1  See G.L. c. 63, § 31A, which authorizes ITCs for investments in qualifying property, defined as “tangible personal property and other tangible property including buildings and structural components of buildings acquired by purchase, as defined under [Code] section [179(d)] used by the corporation in the commonwealth; situated in the commonwealth on the last day of the taxable year; and which (1) is depreciable under [Code] section [167] and has a useful life of four years or more, or (2) is considered recovery property under [Code] section 168….” 
2  See 26 CFR 1.338-4(a), (b), which define aggregate deemed sales price as the amount for which Old T is deemed to have sold all of its assets in the deemed asset sale. 

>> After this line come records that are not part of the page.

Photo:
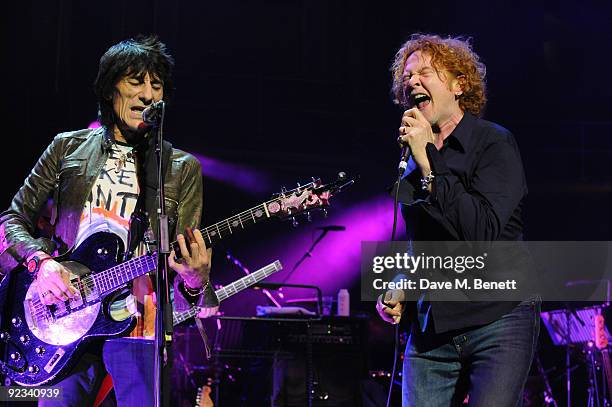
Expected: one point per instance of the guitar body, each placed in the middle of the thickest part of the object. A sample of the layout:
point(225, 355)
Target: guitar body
point(39, 343)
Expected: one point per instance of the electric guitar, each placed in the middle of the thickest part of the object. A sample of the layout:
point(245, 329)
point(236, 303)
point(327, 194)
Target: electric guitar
point(39, 343)
point(203, 398)
point(601, 343)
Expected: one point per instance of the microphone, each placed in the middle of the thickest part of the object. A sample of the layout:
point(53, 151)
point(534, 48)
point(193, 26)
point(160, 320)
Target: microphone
point(152, 114)
point(404, 160)
point(332, 228)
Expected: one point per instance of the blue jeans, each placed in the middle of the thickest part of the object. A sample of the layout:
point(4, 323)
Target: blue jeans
point(130, 363)
point(489, 363)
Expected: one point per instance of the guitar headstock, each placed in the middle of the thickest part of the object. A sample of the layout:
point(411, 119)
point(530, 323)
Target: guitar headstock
point(306, 198)
point(601, 340)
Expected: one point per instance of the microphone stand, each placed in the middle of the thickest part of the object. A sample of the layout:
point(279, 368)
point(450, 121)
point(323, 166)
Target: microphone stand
point(163, 316)
point(307, 254)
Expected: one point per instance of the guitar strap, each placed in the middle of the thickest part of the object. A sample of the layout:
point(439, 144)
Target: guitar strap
point(200, 326)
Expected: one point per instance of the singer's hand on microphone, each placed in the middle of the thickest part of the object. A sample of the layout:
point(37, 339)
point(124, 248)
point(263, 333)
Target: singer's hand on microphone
point(416, 132)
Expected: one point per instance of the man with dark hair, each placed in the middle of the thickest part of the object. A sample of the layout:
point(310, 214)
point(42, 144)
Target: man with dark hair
point(98, 179)
point(464, 182)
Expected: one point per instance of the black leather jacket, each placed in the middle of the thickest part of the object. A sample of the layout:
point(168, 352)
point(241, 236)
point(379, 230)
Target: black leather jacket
point(65, 173)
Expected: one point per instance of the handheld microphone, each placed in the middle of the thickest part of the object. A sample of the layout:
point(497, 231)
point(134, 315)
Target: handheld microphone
point(404, 160)
point(333, 228)
point(152, 113)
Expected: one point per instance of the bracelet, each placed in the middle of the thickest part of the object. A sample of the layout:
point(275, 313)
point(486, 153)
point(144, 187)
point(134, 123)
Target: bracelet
point(194, 292)
point(35, 263)
point(426, 180)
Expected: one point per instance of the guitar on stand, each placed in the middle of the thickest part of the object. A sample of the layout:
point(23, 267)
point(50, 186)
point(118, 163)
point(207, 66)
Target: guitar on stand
point(601, 343)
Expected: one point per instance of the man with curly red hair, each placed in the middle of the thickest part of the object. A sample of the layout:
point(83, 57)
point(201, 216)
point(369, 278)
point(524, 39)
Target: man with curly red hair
point(464, 182)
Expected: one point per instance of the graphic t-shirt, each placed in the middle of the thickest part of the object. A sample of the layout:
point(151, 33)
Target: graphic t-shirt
point(113, 196)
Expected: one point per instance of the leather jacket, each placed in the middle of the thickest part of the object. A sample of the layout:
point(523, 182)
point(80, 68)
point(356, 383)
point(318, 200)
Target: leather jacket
point(65, 173)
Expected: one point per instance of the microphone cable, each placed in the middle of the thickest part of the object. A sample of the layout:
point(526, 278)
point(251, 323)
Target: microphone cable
point(396, 333)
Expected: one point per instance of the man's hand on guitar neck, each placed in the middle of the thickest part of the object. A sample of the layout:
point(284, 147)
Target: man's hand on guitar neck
point(390, 309)
point(53, 280)
point(194, 264)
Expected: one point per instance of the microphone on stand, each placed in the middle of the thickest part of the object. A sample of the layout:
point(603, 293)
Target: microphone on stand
point(152, 113)
point(332, 228)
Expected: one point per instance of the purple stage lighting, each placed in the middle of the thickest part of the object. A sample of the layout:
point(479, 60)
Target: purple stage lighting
point(237, 175)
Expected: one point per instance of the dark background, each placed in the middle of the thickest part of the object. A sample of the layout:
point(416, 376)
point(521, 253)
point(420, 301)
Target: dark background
point(297, 88)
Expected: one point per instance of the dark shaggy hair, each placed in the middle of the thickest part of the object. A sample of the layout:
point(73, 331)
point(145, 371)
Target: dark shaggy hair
point(455, 55)
point(135, 55)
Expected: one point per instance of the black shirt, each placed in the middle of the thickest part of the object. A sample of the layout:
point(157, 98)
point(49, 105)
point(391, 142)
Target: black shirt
point(477, 195)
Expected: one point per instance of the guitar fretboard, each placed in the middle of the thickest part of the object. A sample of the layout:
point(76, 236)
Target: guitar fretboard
point(109, 280)
point(229, 290)
point(214, 233)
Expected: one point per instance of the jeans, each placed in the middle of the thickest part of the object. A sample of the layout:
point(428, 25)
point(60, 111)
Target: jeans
point(130, 363)
point(489, 363)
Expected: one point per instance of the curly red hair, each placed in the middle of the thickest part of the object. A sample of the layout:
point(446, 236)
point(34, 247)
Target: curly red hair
point(453, 54)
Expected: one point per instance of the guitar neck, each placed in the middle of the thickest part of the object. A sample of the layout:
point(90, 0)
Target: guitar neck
point(109, 280)
point(220, 230)
point(229, 290)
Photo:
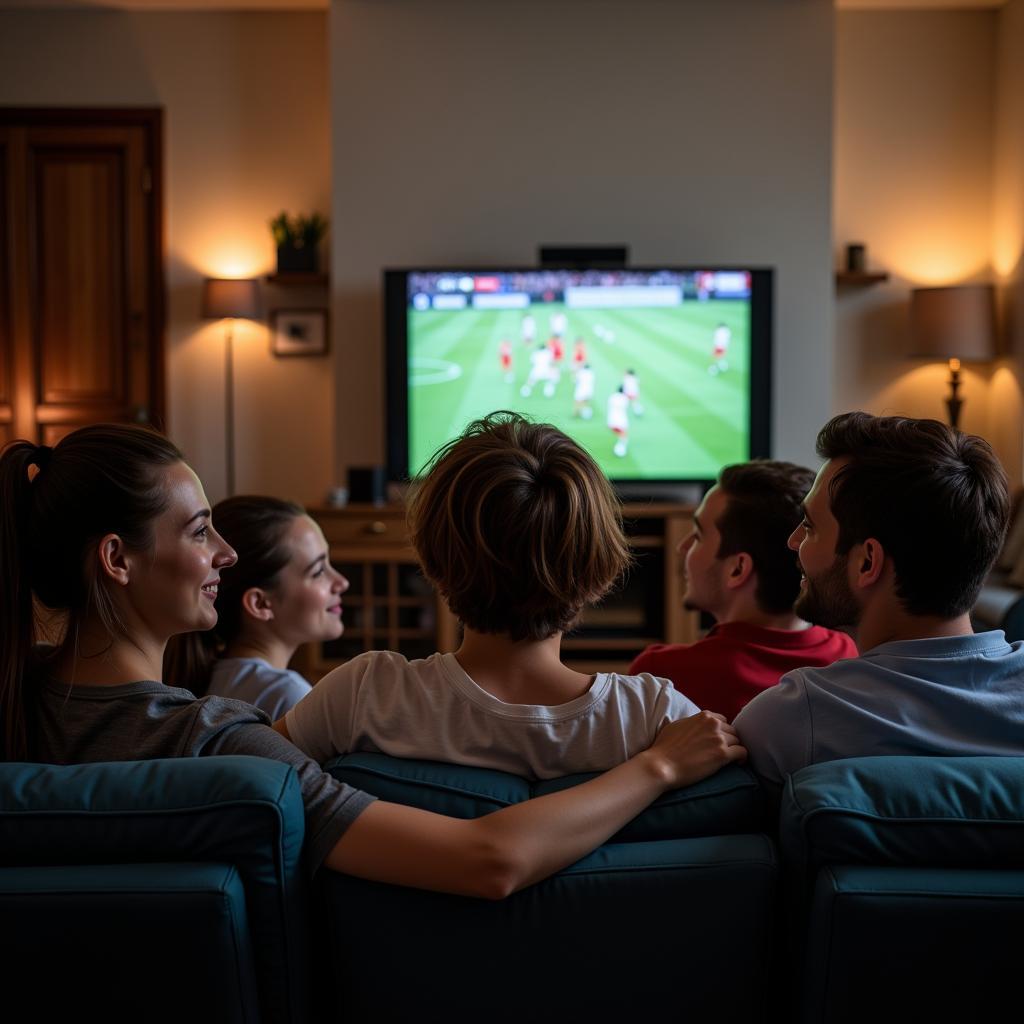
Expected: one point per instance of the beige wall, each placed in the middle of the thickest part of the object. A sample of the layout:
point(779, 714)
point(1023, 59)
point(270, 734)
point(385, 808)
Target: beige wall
point(467, 131)
point(245, 99)
point(1008, 235)
point(915, 129)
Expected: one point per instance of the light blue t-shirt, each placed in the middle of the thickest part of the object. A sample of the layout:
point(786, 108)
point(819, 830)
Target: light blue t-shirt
point(251, 679)
point(945, 696)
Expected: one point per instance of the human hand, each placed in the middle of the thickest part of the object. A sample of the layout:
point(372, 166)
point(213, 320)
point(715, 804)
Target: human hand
point(692, 749)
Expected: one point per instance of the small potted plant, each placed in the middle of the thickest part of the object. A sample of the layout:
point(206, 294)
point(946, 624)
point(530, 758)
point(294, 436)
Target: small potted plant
point(298, 240)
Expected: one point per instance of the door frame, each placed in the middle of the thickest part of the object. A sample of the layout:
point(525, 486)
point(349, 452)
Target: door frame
point(151, 120)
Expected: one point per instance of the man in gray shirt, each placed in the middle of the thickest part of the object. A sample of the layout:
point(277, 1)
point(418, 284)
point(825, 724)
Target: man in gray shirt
point(901, 526)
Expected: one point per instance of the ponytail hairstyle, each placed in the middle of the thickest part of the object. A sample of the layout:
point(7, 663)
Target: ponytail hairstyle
point(54, 505)
point(255, 527)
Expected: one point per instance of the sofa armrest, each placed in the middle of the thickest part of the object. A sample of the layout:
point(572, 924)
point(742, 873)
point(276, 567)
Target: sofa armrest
point(728, 802)
point(241, 811)
point(949, 812)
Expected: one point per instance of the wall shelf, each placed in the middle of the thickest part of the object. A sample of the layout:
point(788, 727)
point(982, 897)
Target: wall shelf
point(859, 279)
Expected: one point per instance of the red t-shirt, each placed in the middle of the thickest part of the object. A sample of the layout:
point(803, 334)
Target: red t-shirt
point(736, 660)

3  Stat. 2009 c. 166 § 23 amended G.L. c. 63, § 38N for projects certified on or after January 1, 2010. However, all EOAC credit-generating activity of Target occurred prior to the effective date of that statutory amendment.

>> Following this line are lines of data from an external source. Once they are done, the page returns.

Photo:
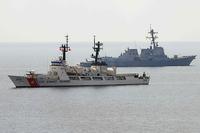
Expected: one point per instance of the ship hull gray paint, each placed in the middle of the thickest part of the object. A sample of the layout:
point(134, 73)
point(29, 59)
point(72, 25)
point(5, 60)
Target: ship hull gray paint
point(183, 61)
point(21, 82)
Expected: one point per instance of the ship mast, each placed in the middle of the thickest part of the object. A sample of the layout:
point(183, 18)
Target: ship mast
point(153, 37)
point(97, 47)
point(65, 48)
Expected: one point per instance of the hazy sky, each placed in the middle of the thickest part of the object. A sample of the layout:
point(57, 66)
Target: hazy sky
point(110, 20)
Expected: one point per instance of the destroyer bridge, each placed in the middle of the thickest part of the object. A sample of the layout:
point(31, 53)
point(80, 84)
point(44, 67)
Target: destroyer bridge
point(61, 74)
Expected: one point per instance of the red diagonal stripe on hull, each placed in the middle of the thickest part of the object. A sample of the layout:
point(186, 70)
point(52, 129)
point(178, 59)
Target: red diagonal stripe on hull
point(32, 82)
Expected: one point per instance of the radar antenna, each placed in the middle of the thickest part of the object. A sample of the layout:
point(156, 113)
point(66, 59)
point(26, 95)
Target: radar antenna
point(97, 47)
point(65, 48)
point(153, 37)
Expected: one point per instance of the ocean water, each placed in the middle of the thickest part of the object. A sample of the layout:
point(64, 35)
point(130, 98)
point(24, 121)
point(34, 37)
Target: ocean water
point(169, 104)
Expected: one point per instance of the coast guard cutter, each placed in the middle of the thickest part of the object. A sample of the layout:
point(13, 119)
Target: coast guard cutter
point(63, 75)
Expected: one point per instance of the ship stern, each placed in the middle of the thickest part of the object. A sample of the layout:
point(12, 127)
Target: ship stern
point(19, 81)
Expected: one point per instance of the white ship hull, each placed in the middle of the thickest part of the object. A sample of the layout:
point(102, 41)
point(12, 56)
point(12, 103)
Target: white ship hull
point(22, 81)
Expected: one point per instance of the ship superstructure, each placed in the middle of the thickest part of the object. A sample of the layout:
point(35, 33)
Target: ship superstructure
point(153, 56)
point(61, 74)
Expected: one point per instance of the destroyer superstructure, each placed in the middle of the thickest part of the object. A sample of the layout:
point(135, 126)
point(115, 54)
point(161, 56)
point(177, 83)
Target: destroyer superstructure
point(63, 75)
point(153, 56)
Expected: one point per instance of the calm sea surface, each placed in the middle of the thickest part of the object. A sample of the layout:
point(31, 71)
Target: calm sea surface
point(170, 104)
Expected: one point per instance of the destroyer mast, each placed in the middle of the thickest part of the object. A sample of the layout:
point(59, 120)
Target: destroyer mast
point(153, 38)
point(65, 48)
point(97, 47)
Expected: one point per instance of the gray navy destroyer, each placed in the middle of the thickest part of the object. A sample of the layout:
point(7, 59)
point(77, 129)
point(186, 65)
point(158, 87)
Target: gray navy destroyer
point(154, 56)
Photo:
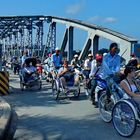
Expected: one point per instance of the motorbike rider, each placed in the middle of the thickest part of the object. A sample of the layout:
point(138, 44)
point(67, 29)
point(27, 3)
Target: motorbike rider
point(95, 70)
point(75, 63)
point(87, 65)
point(66, 74)
point(111, 61)
point(28, 70)
point(56, 59)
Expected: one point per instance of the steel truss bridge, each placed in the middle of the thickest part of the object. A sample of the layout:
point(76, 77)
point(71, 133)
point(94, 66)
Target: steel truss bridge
point(18, 33)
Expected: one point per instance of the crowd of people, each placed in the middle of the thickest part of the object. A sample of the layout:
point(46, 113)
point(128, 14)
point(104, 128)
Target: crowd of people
point(100, 65)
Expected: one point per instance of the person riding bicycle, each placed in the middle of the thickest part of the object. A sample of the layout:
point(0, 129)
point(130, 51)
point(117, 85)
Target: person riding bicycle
point(129, 84)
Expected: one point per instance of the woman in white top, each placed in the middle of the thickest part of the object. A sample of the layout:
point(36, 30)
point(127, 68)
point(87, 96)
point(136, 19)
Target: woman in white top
point(129, 84)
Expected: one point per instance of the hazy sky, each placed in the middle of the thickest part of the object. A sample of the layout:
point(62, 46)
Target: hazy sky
point(119, 15)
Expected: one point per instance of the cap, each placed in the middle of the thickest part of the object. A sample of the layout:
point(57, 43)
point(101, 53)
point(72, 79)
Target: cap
point(57, 49)
point(75, 55)
point(90, 55)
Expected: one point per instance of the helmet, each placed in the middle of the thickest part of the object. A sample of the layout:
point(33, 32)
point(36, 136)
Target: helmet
point(75, 55)
point(98, 57)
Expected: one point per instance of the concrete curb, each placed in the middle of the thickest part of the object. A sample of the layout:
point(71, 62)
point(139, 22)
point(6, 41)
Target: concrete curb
point(8, 119)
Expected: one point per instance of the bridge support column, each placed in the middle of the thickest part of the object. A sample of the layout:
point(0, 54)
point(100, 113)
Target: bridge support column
point(95, 44)
point(70, 43)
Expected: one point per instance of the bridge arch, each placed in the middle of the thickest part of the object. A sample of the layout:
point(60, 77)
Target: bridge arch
point(94, 33)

4  Stat. 2016 c. 219 § 85 amended G.L. c. 63, § 38N effective for projects certified on or after January 1, 2017.
5  We note also that our ruling comports with the analysis in Commissioner of Revenue v. Gillette, 454 Mass. 72 (2009). In Gillette, the Supreme Judicial Court held that there was no ITC recapture when a subsidiary holding the qualifying assets was liquidated into a parent corporation and the parent was “in substance if not in form… engaged in a mere continuation of [the subsidiary’s] activities with respect to the assets at issue.” Id. at 77. In contrast to the transaction at issue in Gillette, the Transaction resulted in an actual change in the ultimate ownership of Target from Sellers to Purchaser and a deemed transfer of assets for tax purposes from Old T to New T. Moreover, unlike in Gillette, the Transaction resulted in a recognition of gain and an adjustment to the basis in assets transferred. 
6  We do not reach a conclusion regarding whether Purchaser and/or Target will be eligible to apply for and/or take EOACs for property transferred pursuant to the Transaction, as you have not requested that we engage in such an analysis.